Beta Global Emerging Markets expects to take up to a year to wind up its portfolio, which invests in some of the world's smaller and more illiquid markets including the Ivory Coast and Papua New Guinea.
The board is currently seeking a final extraordinary general meeting with shareholders at which the exact terms of the wind up will be finalised. In essence the trust aims to liquidate up to 75% of the portfolio within three months with the remainder taking up to a year.
Peter Scott, manager of the trust, said: "This will not be a fire sale, we will be winding the fund up through an orderly realisation of the company's investments which we hope will prove cost effective, efficient and rapid."

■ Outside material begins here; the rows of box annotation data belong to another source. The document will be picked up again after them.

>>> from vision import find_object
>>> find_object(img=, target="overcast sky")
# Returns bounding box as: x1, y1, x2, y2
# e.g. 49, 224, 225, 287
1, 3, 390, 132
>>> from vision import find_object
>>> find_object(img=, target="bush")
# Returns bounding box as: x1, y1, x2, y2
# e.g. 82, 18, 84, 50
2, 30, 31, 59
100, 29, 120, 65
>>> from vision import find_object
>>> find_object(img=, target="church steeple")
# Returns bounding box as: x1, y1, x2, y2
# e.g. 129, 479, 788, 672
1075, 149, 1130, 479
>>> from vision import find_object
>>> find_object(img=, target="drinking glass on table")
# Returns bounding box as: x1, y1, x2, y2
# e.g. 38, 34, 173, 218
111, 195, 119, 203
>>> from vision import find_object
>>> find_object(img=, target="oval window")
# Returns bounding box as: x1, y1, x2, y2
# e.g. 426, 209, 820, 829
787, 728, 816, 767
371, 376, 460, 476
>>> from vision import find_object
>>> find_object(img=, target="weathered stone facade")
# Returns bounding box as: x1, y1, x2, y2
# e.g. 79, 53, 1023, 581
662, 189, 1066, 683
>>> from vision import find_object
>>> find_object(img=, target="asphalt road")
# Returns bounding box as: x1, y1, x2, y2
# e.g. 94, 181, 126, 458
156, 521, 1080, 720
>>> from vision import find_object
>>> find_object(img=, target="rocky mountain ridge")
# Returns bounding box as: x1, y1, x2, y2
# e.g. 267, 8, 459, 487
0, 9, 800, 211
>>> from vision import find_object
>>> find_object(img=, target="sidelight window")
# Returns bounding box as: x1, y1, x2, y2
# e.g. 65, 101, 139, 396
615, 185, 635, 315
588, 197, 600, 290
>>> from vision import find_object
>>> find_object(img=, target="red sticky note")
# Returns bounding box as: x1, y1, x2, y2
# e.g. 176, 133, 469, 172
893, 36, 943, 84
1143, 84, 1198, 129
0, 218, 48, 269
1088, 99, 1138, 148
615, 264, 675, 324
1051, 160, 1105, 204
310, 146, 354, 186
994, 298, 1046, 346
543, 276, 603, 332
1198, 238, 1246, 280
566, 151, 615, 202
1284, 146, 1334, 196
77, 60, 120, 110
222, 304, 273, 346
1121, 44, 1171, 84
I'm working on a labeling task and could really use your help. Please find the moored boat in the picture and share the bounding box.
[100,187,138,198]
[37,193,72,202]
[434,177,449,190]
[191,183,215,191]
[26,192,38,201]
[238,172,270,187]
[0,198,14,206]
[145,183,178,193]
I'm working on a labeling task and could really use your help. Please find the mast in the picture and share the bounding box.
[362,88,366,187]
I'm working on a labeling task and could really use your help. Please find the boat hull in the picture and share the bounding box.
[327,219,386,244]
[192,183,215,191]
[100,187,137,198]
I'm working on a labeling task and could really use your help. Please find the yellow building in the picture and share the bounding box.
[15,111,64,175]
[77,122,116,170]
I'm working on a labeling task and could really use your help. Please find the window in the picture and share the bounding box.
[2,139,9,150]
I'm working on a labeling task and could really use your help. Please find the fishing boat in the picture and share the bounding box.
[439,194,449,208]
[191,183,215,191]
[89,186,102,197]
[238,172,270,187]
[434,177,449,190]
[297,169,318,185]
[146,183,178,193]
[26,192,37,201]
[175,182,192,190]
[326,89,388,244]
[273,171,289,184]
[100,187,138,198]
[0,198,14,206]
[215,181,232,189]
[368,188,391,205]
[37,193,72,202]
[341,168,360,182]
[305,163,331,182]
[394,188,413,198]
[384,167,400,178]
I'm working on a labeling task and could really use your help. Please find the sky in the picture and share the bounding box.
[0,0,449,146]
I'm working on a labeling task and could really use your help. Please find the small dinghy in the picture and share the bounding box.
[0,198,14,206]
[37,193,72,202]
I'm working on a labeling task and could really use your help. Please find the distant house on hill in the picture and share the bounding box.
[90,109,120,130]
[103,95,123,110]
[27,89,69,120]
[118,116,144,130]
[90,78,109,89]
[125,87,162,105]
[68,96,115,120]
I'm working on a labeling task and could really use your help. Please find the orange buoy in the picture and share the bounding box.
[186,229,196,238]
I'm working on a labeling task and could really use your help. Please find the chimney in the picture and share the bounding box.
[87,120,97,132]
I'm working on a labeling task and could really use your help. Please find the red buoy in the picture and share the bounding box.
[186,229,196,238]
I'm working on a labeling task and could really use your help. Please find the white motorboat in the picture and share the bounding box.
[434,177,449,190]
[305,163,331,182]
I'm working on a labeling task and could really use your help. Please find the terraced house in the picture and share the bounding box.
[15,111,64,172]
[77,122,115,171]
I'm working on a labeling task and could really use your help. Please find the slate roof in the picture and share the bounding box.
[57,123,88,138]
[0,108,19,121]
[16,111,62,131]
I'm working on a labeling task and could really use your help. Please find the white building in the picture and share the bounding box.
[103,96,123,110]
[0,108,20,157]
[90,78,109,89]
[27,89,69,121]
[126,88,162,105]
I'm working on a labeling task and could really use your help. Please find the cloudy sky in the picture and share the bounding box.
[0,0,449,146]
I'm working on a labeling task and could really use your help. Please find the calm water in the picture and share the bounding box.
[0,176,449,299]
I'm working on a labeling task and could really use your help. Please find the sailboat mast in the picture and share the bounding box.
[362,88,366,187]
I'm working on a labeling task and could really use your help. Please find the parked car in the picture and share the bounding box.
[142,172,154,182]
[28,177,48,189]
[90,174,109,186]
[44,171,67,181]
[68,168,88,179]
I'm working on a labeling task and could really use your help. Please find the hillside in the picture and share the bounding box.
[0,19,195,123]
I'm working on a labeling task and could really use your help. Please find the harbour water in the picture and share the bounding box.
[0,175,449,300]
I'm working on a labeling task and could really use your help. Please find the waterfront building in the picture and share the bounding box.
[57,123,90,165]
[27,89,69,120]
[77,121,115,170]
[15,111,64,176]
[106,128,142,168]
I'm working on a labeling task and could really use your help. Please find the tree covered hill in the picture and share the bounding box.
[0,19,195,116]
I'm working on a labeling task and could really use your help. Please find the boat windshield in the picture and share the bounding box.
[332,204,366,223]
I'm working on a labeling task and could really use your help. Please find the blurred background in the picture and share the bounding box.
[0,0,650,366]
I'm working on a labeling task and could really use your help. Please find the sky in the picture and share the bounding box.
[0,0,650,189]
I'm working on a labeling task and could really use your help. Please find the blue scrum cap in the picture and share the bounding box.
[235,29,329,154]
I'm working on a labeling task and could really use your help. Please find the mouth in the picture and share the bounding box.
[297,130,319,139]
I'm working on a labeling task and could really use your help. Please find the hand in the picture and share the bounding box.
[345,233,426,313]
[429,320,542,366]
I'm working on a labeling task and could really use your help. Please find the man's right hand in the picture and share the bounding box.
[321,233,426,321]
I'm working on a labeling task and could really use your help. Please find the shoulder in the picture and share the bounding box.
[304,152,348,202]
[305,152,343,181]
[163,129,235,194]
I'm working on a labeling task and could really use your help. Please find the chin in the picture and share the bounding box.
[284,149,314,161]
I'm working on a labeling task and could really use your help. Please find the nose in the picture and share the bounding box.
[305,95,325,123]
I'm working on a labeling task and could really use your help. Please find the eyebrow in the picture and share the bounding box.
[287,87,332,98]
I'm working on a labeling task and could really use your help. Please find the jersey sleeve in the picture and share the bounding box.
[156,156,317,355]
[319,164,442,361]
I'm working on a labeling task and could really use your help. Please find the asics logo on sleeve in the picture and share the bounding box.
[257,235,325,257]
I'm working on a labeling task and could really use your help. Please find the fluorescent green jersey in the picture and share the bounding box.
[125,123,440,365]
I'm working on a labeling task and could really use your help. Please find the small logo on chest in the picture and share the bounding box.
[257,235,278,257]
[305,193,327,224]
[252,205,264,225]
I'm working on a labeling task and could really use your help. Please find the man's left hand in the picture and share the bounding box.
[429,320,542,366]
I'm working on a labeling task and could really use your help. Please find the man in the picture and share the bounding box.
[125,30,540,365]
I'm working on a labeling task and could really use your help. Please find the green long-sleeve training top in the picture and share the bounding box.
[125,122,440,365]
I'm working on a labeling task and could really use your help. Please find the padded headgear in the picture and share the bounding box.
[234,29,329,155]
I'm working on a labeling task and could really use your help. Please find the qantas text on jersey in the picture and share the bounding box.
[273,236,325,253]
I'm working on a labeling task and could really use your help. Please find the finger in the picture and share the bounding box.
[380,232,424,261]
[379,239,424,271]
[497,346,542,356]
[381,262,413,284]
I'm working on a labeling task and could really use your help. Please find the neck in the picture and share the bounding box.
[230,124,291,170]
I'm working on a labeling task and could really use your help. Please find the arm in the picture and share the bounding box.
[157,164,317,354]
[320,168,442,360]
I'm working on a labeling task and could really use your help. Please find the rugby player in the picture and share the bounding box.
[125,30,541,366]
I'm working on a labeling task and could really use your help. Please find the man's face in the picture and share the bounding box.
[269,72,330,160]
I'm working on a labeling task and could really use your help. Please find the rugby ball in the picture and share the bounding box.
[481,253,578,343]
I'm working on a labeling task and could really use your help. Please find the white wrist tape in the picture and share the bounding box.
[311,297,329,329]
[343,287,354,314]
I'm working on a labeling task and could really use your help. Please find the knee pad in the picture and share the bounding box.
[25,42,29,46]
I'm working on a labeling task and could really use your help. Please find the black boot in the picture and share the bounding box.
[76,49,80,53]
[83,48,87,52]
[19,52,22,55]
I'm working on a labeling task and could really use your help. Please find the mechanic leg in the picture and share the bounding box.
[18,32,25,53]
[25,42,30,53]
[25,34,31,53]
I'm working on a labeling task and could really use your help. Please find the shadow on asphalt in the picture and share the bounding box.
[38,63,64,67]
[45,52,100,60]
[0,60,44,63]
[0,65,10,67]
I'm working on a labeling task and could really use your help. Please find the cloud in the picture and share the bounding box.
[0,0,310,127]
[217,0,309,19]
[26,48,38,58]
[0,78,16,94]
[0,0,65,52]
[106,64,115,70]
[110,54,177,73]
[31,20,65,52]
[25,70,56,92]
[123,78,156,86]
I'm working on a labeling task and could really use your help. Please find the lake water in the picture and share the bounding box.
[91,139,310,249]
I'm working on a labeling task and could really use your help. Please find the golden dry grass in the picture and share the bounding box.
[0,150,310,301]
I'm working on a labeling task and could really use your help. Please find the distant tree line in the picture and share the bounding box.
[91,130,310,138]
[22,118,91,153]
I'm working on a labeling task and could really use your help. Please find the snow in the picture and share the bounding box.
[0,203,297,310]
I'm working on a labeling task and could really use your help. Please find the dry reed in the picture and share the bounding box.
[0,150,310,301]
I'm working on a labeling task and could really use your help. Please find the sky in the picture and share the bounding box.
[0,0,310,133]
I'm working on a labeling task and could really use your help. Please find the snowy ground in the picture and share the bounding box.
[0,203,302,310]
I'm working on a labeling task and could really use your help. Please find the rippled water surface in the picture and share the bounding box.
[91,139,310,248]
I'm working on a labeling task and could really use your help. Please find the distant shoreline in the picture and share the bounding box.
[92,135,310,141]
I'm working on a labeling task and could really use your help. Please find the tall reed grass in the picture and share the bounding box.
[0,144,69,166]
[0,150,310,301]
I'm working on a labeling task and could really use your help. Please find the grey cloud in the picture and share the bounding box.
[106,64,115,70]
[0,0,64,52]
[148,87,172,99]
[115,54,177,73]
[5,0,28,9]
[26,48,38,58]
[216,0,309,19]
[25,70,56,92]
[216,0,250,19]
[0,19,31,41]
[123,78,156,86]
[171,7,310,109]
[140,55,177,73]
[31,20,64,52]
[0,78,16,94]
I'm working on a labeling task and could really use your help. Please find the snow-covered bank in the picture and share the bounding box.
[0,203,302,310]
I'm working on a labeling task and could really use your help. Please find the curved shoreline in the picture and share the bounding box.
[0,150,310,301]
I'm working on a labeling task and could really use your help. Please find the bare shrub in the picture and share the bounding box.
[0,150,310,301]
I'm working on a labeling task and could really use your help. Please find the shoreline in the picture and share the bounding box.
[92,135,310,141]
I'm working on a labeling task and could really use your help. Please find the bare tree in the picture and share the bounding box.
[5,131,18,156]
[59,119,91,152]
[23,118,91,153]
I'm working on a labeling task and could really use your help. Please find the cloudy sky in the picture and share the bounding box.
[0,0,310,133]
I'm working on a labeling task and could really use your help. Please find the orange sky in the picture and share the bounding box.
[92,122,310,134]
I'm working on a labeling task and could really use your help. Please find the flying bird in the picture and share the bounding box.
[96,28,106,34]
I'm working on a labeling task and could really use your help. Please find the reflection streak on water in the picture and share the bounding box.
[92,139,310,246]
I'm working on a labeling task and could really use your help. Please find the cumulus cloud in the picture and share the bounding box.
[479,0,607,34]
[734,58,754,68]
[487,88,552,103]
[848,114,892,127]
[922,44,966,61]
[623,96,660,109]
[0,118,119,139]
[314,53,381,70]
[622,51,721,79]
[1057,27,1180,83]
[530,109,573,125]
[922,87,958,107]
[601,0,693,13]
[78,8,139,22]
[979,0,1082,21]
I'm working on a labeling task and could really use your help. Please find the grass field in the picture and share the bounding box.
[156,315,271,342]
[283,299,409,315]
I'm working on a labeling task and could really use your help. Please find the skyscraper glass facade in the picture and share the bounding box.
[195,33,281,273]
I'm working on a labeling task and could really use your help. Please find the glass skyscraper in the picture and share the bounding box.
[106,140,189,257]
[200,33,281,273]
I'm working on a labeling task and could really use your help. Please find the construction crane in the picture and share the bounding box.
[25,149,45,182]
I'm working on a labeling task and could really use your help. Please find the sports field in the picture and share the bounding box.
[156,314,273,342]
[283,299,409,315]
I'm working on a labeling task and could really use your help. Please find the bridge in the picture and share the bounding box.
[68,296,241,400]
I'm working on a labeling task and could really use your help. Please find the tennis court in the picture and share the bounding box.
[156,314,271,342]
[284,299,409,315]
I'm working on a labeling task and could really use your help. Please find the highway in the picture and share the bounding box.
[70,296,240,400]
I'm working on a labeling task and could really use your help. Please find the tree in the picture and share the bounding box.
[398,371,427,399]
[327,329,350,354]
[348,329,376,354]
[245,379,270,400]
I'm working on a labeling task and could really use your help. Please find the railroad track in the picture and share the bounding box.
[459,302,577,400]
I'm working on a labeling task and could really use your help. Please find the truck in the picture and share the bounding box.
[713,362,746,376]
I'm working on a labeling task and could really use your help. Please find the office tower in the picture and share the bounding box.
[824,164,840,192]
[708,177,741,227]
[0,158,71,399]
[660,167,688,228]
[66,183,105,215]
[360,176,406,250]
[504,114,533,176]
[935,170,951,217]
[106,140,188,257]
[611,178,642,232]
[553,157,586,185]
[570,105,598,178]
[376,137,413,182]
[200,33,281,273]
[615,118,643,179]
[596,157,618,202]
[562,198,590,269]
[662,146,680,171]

The trust has holdings in Latin America, The Middle East, Asia and Eastern Europe including Russia but also has exposure to markets such as Vietnam and Estonia.
Scott attributed the demand for a wind-up to the consolidation of the investment trust sector and among financial institutions.
He said: "The problem was caused for our fund by the merger of a number of our major shareholders with large companies.
"The companies that took over do not use investment trusts as a vehicle so were effectively left with an investment they did not want. I also believe that emerging markets are simply not in fashion at present."
The trust's objective is to maximise capital growth and its shares do not pay significant dividends. The board first acknowledged the growing desire of shareholders to leave the trust in mid October when it announced it was considering the options available to it.
On 3 November, the board announced proposals for the liquidation of the trust, after refusing a proposal put forward by the Fleming Emerging Markets investment trust (FEMIT) offering shareholders the opportunity to transfer their holdings into FEMIT.
Scott said: "We chose to turn down the offer from Flemings purely because there is no better way to provide our shareholders with money than through a self liquidation. Our advisers consulted the shareholders to find out if they wanted some kind of vehicle to continue their investment or if they would prefer cash.
"A substantial minority wanted to continue their investment, but the majority wanted cash so we chose a liquidation as the most efficient way of providing this."